A new generation of hybrid-electric cars, with twice the fuel economy and half the carbon-dioxide emissions of today's vehicles, also is on the way. Toyota has a 66-mile-per-gallon passenger car on the market, and similar models are coming soon.

The economists who argue that it will be difficult or expensive to find alternatives to fossil fuels - and that we should delay the transition - are basing their conclusions on a technological pessimism that is out of place. Just as computers supplanted typewriters and slide rules, so will the advance of the new technologies make today's energy systems look primitive and uneconomical.

The emergence of these devices may cause the energy industry to undergo the same kind of transformation experienced by the computer business in the shift from mainframes to PCs in the past two decades. Micro-power, like micro-computers, will rely on sophisticated electronic controls that seamlessly link thousands of small generators and storage devices.

If energy becomes a business based on information, manufacturing, and services - rather than finding, extracting, and processing buried fuels - leadership in energy would shift from those countries that sit atop large reservoirs of hydrocarbons to those that have the innovation, infrastructure, and skills to predominate in a new high-tech industry.

The United States is in good position to compete in such industries, but, so far, our European competitors have seized the lead, dominating the renewable energy markets in the 1990s, just as California did a decade earlier.

And they are not about to give that lead up easily. Speaking at Stanford University last summer, British Petroleum chief executive officer John Brown announced that in response to the climate problem, his company is stepping up its investment in solar power and other new energy technologies. The Royal Dutch Shell Company made a similar announcement in October.

European leadership in the new technologies is based on a cooperative partnership between industries and governments, which has provided modest tax incentives and reforms of electric utility laws, opening markets for the new devices.
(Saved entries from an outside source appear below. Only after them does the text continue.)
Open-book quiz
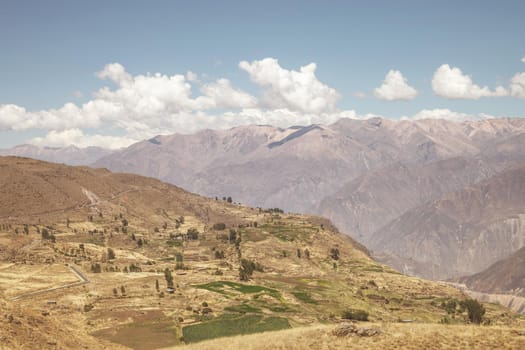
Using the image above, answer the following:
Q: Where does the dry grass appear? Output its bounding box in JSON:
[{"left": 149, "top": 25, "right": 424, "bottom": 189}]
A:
[{"left": 166, "top": 323, "right": 525, "bottom": 350}]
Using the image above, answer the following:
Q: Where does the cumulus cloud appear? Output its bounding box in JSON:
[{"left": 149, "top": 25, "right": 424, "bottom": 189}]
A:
[
  {"left": 0, "top": 59, "right": 355, "bottom": 148},
  {"left": 30, "top": 129, "right": 137, "bottom": 149},
  {"left": 239, "top": 58, "right": 340, "bottom": 113},
  {"left": 0, "top": 103, "right": 100, "bottom": 131},
  {"left": 510, "top": 72, "right": 525, "bottom": 99},
  {"left": 522, "top": 56, "right": 525, "bottom": 63},
  {"left": 432, "top": 64, "right": 508, "bottom": 99},
  {"left": 200, "top": 79, "right": 258, "bottom": 109},
  {"left": 373, "top": 70, "right": 418, "bottom": 100}
]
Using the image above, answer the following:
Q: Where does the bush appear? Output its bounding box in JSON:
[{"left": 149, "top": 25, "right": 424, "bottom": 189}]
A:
[
  {"left": 107, "top": 248, "right": 116, "bottom": 260},
  {"left": 341, "top": 309, "right": 369, "bottom": 321},
  {"left": 212, "top": 223, "right": 226, "bottom": 231},
  {"left": 461, "top": 299, "right": 485, "bottom": 324}
]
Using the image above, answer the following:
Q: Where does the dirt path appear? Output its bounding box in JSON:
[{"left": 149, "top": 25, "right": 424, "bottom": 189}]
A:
[{"left": 9, "top": 264, "right": 89, "bottom": 301}]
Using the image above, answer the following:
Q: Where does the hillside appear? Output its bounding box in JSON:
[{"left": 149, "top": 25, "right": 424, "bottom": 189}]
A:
[
  {"left": 370, "top": 165, "right": 525, "bottom": 280},
  {"left": 0, "top": 156, "right": 519, "bottom": 349},
  {"left": 93, "top": 118, "right": 525, "bottom": 215},
  {"left": 460, "top": 246, "right": 525, "bottom": 296},
  {"left": 316, "top": 157, "right": 496, "bottom": 244}
]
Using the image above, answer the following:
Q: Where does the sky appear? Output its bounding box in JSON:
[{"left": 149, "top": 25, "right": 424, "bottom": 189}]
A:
[{"left": 1, "top": 0, "right": 524, "bottom": 149}]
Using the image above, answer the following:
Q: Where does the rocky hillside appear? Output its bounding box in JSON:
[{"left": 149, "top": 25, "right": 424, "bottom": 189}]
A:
[
  {"left": 460, "top": 246, "right": 525, "bottom": 296},
  {"left": 315, "top": 157, "right": 496, "bottom": 244},
  {"left": 1, "top": 156, "right": 516, "bottom": 349},
  {"left": 370, "top": 165, "right": 525, "bottom": 280},
  {"left": 93, "top": 118, "right": 525, "bottom": 214}
]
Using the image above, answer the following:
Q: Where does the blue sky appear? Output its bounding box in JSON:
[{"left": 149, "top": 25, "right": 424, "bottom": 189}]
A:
[{"left": 1, "top": 0, "right": 524, "bottom": 148}]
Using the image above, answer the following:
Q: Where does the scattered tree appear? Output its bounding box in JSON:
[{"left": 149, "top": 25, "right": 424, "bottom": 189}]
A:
[
  {"left": 212, "top": 223, "right": 226, "bottom": 230},
  {"left": 187, "top": 228, "right": 199, "bottom": 240},
  {"left": 304, "top": 248, "right": 310, "bottom": 259},
  {"left": 330, "top": 248, "right": 340, "bottom": 260},
  {"left": 164, "top": 268, "right": 174, "bottom": 288},
  {"left": 461, "top": 299, "right": 485, "bottom": 324},
  {"left": 107, "top": 247, "right": 116, "bottom": 260}
]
Countries such as Denmark, Germany, and Spain have shown that an energy revolution doesn't require an economic revolution, and that a strong economy is fully compatible with reduced dependence on fossil fuels.

Throughout economic history, the greatest financial rewards have been reaped by those who identify potentially lucrative discontinuities and exploit them. With the Kyoto protocol likely to provide a strong push to new energy technologies, an international race for those markets may soon be under way. If the US fails to spur those markets, while our competitors do, we may see billions of dollars of business and millions of jobs established elsewhere.

* Christopher Flavin is senior vice president at the Worldwatch Institute in Washington, and Seth Dunn is a staff researcher.